While Drakeford has been subject to the most criticism on these matters, Gething was unable to avoid some of the fallout from the pandemic. He recently had a tough time at the COVID inquiry when he admitted all his pandemic WhatsApp messages had disappeared after his official phone was wiped. Gething described it as a “matter of real embarrassment”.

His leadership bid was also hit by scandal when it emerged that he had taken a £200,000 donation for his campaign from a company run by a man twice convicted of environmental offences. In 2016, he had asked Natural Resources Wales (the government body responsible for environmental issues) to ease restrictions on the company in question.

Both Plaid Cymru and the Conservatives have called on Gething to return the money, but he has so far rejected those calls.

Jeremy Miles also criticised the way Wales’ largest union declared its support for Gething during the leadership contest. Unite had deemed Miles ineligible for its support as he had not been a lay union official. This was seen as a “stitch up” among Miles’ supporters and Gething will have to extend them an olive branch as he takes up his new role.

Assuming Gething is able to negotiate these choppy waters as his leadership sets sail, a victory for Labour in the next Westminster general election is unlikely to ease the pressure. Given Gething’s centrism he is likely to be perceived as a willing party in delivering Starmer’s agenda.

There will be other challenges for Gething to negotiate, beyond the immediate need to placate those on the losing side of the contest. In particular his management of internal Welsh Labour difference will be significant. As with many successful parties, there are elements of a coalition that maintain it and Gething must ensure that balance.

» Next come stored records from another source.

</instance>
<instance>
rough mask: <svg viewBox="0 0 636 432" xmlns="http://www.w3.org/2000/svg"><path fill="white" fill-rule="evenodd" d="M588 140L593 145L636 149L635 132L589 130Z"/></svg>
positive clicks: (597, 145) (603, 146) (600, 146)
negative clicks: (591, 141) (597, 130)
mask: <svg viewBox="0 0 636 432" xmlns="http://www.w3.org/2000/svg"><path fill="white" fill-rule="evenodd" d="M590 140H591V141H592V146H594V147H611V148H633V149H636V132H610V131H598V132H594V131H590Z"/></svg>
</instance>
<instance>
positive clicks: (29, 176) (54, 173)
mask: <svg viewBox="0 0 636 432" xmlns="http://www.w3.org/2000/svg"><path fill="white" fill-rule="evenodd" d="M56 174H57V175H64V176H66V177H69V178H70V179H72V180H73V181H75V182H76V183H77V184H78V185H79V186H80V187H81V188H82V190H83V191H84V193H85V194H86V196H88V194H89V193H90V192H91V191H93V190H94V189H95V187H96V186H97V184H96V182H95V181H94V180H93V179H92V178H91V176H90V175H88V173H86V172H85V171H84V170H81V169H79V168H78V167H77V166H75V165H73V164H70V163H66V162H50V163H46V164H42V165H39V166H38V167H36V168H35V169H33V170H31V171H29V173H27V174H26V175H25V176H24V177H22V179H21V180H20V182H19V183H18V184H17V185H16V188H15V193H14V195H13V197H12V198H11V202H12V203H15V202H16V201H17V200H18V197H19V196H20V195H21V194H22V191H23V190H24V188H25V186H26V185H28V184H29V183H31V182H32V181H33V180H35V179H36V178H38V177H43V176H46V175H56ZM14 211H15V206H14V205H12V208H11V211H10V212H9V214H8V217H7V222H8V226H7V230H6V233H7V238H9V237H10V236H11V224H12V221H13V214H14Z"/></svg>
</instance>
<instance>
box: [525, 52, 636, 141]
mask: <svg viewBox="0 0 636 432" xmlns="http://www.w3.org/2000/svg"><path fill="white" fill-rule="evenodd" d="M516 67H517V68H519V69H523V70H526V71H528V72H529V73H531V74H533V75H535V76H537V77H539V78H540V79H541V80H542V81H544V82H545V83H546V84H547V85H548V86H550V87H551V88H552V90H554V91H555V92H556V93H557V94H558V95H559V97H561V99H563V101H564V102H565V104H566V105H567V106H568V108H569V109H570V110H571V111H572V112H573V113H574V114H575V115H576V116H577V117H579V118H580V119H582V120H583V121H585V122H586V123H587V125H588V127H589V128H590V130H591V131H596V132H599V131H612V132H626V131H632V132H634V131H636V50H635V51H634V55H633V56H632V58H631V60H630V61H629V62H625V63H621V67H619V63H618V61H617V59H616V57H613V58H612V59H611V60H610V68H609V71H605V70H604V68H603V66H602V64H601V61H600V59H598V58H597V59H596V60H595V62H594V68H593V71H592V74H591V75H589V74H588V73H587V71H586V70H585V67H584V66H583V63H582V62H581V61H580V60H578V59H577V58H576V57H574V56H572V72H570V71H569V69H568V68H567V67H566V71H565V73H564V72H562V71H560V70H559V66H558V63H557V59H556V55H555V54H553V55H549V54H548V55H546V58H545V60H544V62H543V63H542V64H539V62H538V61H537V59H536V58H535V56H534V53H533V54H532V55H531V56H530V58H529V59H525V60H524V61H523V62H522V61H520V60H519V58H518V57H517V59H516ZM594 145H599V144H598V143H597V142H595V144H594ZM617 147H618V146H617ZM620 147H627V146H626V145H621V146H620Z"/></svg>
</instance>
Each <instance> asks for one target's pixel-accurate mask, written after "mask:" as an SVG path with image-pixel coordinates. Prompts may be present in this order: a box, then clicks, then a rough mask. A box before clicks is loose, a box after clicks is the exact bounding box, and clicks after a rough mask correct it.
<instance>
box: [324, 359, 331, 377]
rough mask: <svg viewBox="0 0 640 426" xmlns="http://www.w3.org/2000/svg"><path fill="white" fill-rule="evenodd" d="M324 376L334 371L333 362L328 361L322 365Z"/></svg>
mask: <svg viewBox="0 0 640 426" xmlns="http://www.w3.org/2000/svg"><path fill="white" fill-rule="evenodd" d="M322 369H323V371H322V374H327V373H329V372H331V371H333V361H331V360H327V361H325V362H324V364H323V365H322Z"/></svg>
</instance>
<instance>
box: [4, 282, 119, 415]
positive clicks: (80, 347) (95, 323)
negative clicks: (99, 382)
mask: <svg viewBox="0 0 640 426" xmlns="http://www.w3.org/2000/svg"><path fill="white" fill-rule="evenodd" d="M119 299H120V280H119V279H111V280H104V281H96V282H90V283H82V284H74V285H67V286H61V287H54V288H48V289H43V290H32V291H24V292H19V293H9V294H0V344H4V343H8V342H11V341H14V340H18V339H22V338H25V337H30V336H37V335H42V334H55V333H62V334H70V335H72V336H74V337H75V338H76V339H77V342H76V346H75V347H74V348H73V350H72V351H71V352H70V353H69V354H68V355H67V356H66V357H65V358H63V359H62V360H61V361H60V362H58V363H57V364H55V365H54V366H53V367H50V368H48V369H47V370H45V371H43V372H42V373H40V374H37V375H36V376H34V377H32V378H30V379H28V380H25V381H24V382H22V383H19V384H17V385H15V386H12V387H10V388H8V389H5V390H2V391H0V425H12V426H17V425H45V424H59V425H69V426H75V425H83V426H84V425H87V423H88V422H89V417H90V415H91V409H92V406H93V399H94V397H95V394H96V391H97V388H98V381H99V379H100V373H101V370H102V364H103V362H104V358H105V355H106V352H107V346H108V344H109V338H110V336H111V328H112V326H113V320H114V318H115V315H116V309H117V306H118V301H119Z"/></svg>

He must contend with the cultural boundaries between the more Anglicised and urban south and east, and the more Welsh-speaking and often more rural areas of the west and north. While the latter areas do not deliver the core vote for Labour, their support in those areas helps to maintain their predominance through the partial proportional representation system of the Senedd.

An additional layer of complexity has emerged in the last five years as independence has become a concrete concern in Welsh politics. Somewhat surprisingly for a unionist party, there is more or less a 50-50 split among Labour voters on the question. Drakeford was able to play to both sides of the argument. He was clear in his fundamental unionism but also articulated doubts about its longevity. How Gething negotiates the question may be telling.

For now what is beyond doubt is that the Welsh Labour brand has been damaged. Gething’s actions are not in isolation but rather a function of a party culture of permissiveness. With a light having been shone on its inner workings, they are in danger of losing the moral high ground, so often used to persuade Welsh voters to back them to protect them from the Tories.

In many ways a skilled operator, who has been almost laser-like in surmounting significant barriers and achieving his goal, Gething now faces a very different set of challenges.